Pertanyaannya, modal apa yang disandang oleh keduanya hingga memampukan melakukan pembenahan Jakarta?
Dalam perspektif relasi tindakan, keberadaan modal yang dimiliki setiap tokoh, termasuk kedua sosok gubernur dan wakil gubernur Jakarta, menjadi sangat penting ditelaah. Modal, dalam konsepsi pemikiran teori-teori sosial, Pierre Bourdieu, misalnya, lebih banyak didefinisikan sebagai kekuasaan yang melekat pada diri seseorang untuk mengontrol masa depannya sendiri ataupun terhadap orang lain.
Dalam hal ini, sedikitnya terdapat empat jenis modal, yaitu modal ekonomi, modal sosial, modal simbolik, dan modal budaya. Modal ekonomi menjadi akar dari modal lainnya dan modal tersebut lebih mudah terkonversikan ke dalam bentuk-bentuk modal lainnya.
Kedua sosok, sebagai pemimpin Jakarta, tidak diragukan lagi menggenggam modal ekonomi yang besar. Dengan menggunakan Anggaran Pendapatan Belanja Daerah (APBD) DKI sebesar Rp 70 triliun setiap tahun (diperkirakan akan meningkat pada tahun-tahun mendatang), keduanya memiliki kuasa yang sangat besar untuk mengontrol masa depan pemerintahannya ataupun kuasa terhadap pihak-pihak yang sejalan ataupun pihak yang berseberangan dengan keduanya.
Kepiawaian dalam menggunakan modal ekonomi yang berujud pada pengalokasian berbagai program pembangunan Jakarta ataupun yang dikonversikan menjadi berbagai bentuk modal lainnya menjadikan kunci kesuksesan kedua sosok tersebut. Sebaliknya, kegagalan mengelola modal ekonomi berimplikasi pada hilangnya dominasi kedua sosok tersebut dalam mengontrol kuasa yang dimiliki. Penggunaan modal ekonomi semacam ini pun sangat rawan konflik.
Berbagai konflik yang terjadi pada pemerintahan gubernur sebelumnya diketahui berpusat pula pada kontrol pengelolaan modal ekonomi ini. Munculnya anggaran-anggaran siluman dari pihak legislatif, kasus-kasus korupsi, kolusi, dan nepotisme dalam pemanfaatan anggaran daerah merupakan bentuk-bentuk konflik yang terpusat pada kuasa pengontrolan dari modal ekonomi.

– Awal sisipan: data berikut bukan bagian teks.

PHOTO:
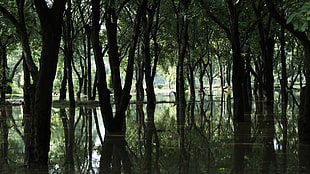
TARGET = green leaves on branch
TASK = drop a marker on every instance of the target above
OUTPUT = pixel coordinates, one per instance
(301, 19)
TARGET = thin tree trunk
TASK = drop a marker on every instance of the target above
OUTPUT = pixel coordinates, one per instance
(50, 20)
(238, 63)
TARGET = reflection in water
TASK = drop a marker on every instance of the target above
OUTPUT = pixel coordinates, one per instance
(242, 144)
(304, 160)
(201, 143)
(114, 155)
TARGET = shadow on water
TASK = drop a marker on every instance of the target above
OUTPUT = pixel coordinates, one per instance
(206, 140)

Beruntung kini kedua sosok pemimpin Jakarta ini terwarisi sistem pengendalian keuangan dan transparansi keuangan yang berbasis pada teknologi. Dengan kondisi yang kini terbangun, kendali terhadap pemanfaatan modal ekonomi dalam berbagai proyek pembangunan Jakarta menjadi lebih transparan dan idealnya menjadi lebih tepat guna dan waktu.
Potensi-potensi praktik koruptif tereliminasi dan pada akhirnya, perbaikan-perbaikan kualitas pembangunan kota tercapai. Dalam kondisi demikian, warga Jakarta menjadi subyek yang menikmati segenap manfaat kemajuan kota.

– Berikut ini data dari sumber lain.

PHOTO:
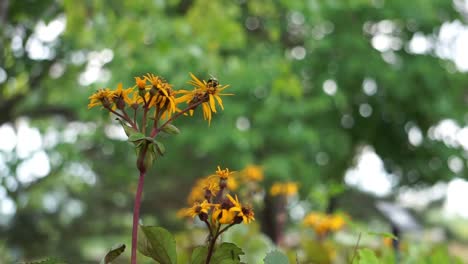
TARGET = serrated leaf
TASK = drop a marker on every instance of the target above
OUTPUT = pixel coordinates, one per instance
(276, 257)
(171, 129)
(158, 244)
(226, 253)
(113, 253)
(136, 137)
(367, 256)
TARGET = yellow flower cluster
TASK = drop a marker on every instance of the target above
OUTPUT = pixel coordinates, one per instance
(324, 223)
(284, 189)
(217, 206)
(210, 185)
(153, 92)
(252, 173)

Jika modal ekonomi yang dinyatakan dalam bentuk APBD menjadi dasar, siapa pun yang menjabat gubernur akan menggenggam modal demikian. Akan tetapi, terhadap bentuk modal-modal lain yang memang melekat pada diri individu, tidak semua sosok memiliki kualitas yang sama. Modal yang melekat pada sosok Anies Baswedan tergolong lengkap dan berkualitas.
Pada dirinya melekat modal budaya dalam bentuk kualitas pendidikan tinggi yang digenggam. Dalam hal ini, derajat pendidikan yang tinggi acap kali direlasikan dengan penciptaan berbagai kreasi kultural yang rasional, termasuk di dalamnya segenap program pembangunan yang bermanfaat bagi kehidupan warga.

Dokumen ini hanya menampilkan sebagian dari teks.